What the dealers must be doing is educating the everyday people who come into the showroom. In that setting, a $15,000 replica TD might seem like a bargain: it looks like a million bucks, is sticker-priced way less than the way-too-common rebodied ’69 Chevelle sitting next to it, gets good mileage, uses cheap and available spare parts, won’t rust in the body and is dependable.
Logically speaking that dependability factor, and the fact you can drive one faster than 75 mph, should bring the value up quite a bit above the original TDs.

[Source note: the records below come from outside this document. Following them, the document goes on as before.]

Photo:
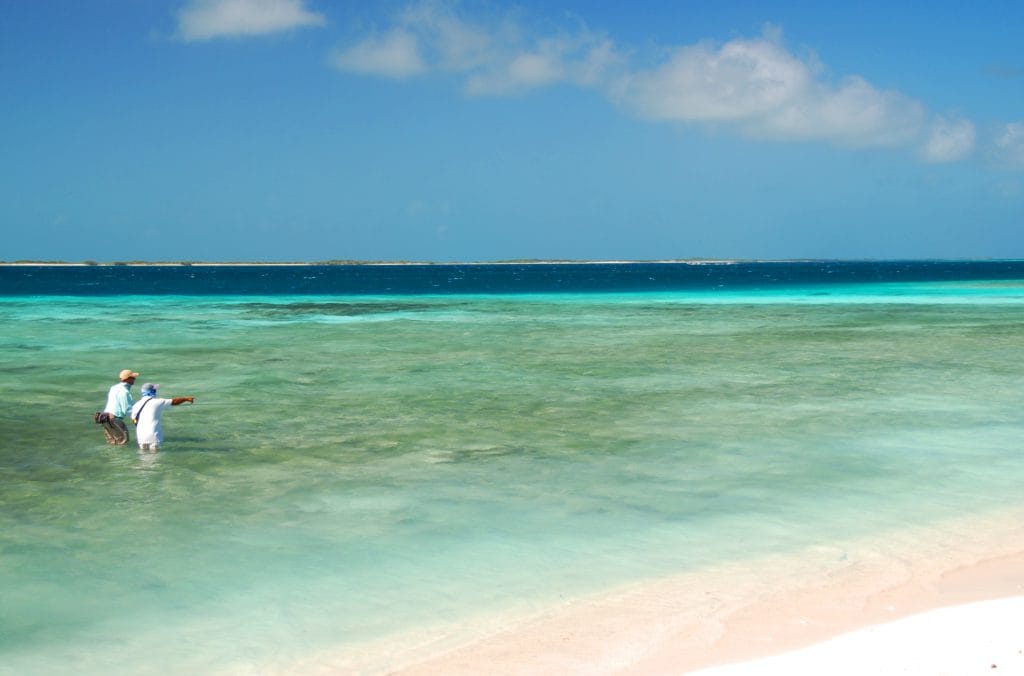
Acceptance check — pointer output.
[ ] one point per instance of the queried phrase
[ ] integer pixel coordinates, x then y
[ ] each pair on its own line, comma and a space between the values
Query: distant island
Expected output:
516, 261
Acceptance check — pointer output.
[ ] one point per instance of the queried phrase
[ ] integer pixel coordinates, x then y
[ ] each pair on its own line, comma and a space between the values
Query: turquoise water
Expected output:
359, 466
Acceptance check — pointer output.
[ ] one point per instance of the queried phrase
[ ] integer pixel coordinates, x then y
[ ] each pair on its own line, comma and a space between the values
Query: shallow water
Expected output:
358, 466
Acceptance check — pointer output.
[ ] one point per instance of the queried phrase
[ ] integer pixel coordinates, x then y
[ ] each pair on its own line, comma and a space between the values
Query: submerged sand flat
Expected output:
524, 483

But there isn’t much that’s logical about these cars or the market we’re trying to sell into.
May 7, 2012 at 9:54 pm #250418Thanks, guys. Â I’m having a professional appraise the car next week. Â I will let you know, but I’m in no big hurry.

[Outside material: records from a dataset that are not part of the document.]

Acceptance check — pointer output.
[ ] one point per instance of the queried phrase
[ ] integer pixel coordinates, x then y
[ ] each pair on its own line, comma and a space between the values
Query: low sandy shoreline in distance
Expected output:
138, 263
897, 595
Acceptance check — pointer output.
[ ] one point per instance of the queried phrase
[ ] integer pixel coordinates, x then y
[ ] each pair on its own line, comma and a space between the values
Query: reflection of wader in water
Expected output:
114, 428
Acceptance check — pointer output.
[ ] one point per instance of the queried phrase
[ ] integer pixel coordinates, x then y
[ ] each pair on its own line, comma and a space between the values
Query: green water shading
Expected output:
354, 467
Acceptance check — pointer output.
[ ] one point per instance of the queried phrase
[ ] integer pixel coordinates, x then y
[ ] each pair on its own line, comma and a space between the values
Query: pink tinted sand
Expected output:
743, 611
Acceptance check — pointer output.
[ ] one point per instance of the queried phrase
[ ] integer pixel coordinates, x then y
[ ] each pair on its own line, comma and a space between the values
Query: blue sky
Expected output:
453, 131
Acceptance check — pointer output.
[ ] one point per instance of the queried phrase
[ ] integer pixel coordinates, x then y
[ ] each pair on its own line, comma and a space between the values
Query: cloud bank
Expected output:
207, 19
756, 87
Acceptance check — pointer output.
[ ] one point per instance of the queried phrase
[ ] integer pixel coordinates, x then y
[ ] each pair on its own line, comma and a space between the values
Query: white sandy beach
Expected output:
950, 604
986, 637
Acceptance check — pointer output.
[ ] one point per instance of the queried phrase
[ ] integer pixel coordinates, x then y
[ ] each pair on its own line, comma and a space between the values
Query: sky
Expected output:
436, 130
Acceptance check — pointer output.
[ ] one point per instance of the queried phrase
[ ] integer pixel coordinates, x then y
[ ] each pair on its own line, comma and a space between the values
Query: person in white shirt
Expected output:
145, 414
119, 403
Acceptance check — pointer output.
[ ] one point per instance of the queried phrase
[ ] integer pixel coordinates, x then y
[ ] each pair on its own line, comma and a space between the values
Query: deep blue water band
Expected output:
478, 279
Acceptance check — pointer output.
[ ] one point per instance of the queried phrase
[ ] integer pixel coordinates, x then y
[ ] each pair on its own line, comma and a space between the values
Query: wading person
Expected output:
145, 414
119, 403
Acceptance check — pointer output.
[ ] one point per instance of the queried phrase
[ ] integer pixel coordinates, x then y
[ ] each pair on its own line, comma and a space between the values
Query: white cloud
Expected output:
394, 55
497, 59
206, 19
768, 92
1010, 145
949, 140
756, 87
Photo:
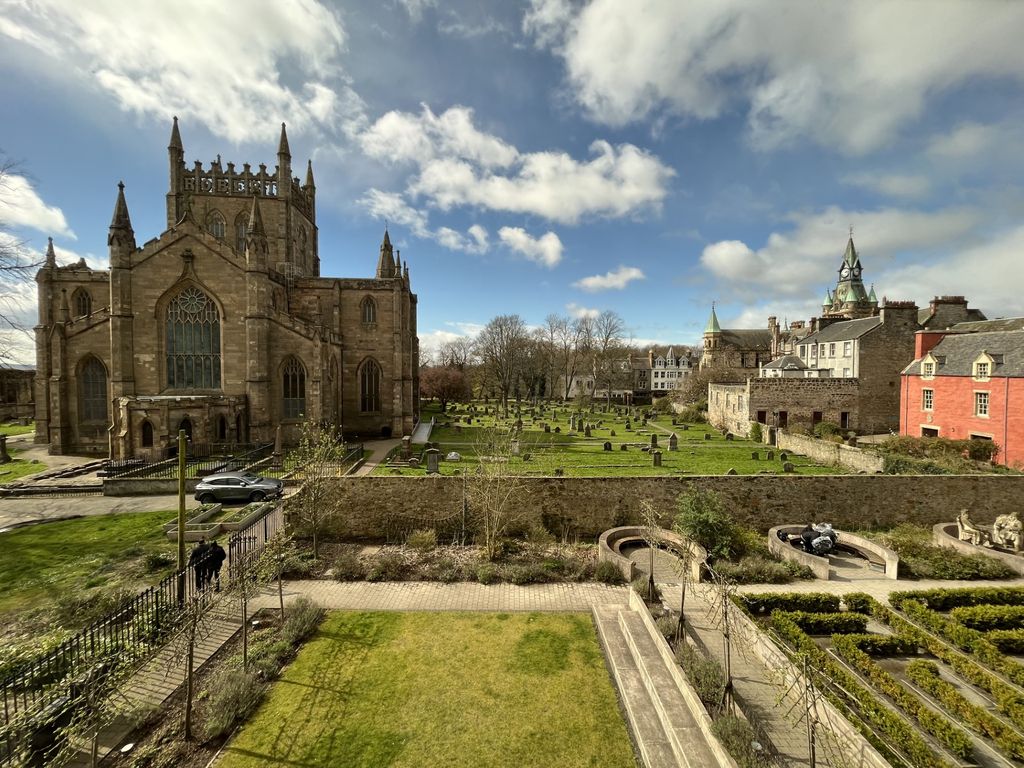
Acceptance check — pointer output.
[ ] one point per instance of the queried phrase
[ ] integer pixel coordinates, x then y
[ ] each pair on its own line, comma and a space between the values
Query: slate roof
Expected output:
787, 363
752, 339
843, 331
1003, 324
956, 353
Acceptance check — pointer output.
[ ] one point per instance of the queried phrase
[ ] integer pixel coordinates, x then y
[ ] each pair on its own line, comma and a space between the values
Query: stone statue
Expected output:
968, 530
1009, 531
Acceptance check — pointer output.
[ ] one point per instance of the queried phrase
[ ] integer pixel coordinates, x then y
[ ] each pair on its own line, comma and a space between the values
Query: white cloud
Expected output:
846, 74
546, 250
582, 311
613, 280
909, 186
22, 206
238, 75
805, 258
459, 165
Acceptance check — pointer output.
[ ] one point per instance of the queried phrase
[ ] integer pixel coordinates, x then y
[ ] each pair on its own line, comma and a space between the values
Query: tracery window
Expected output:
215, 225
369, 311
82, 302
193, 341
92, 380
294, 389
370, 387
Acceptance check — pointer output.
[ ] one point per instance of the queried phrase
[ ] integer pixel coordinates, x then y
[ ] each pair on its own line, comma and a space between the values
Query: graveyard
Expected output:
561, 440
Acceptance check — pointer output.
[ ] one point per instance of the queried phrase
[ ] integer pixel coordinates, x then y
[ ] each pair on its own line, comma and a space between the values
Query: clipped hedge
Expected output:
825, 624
926, 675
946, 599
809, 602
985, 617
935, 723
871, 710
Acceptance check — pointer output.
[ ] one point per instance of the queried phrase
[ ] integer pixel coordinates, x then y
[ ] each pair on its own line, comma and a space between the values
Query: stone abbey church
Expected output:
222, 326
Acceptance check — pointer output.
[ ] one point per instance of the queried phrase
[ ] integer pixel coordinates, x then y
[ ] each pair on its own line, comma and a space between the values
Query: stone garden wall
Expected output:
378, 508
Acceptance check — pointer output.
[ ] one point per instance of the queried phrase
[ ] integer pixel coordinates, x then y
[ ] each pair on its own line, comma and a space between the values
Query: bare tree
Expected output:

May 8, 2012 at 2:49 pm #250419Ed,
I like what you said about logical. Even though most people that know me think my TD is cool, I have one now and again ask “why did you buy that”? They will never understand what I see when I look at my car or every car on this site. I mentioned once before in a post that I thought the TD body style was the epitome of what a british roadster should be. These same people that ask me that may own $25,000 dollars bass boats or motorhomes or whatever, but I do understand why they bought them. Cause they want them!!!May 8, 2012 at 8:01 pm #250420Bass boats! yeah! Sometimes $70,000 and the style:
1974 Dune Buggy, all the way!
WHY are all serious bass boats affixed with the most garish metal flake gel coats ever seen on planet Earth?
Not that it’s not cool, but, just, WHY?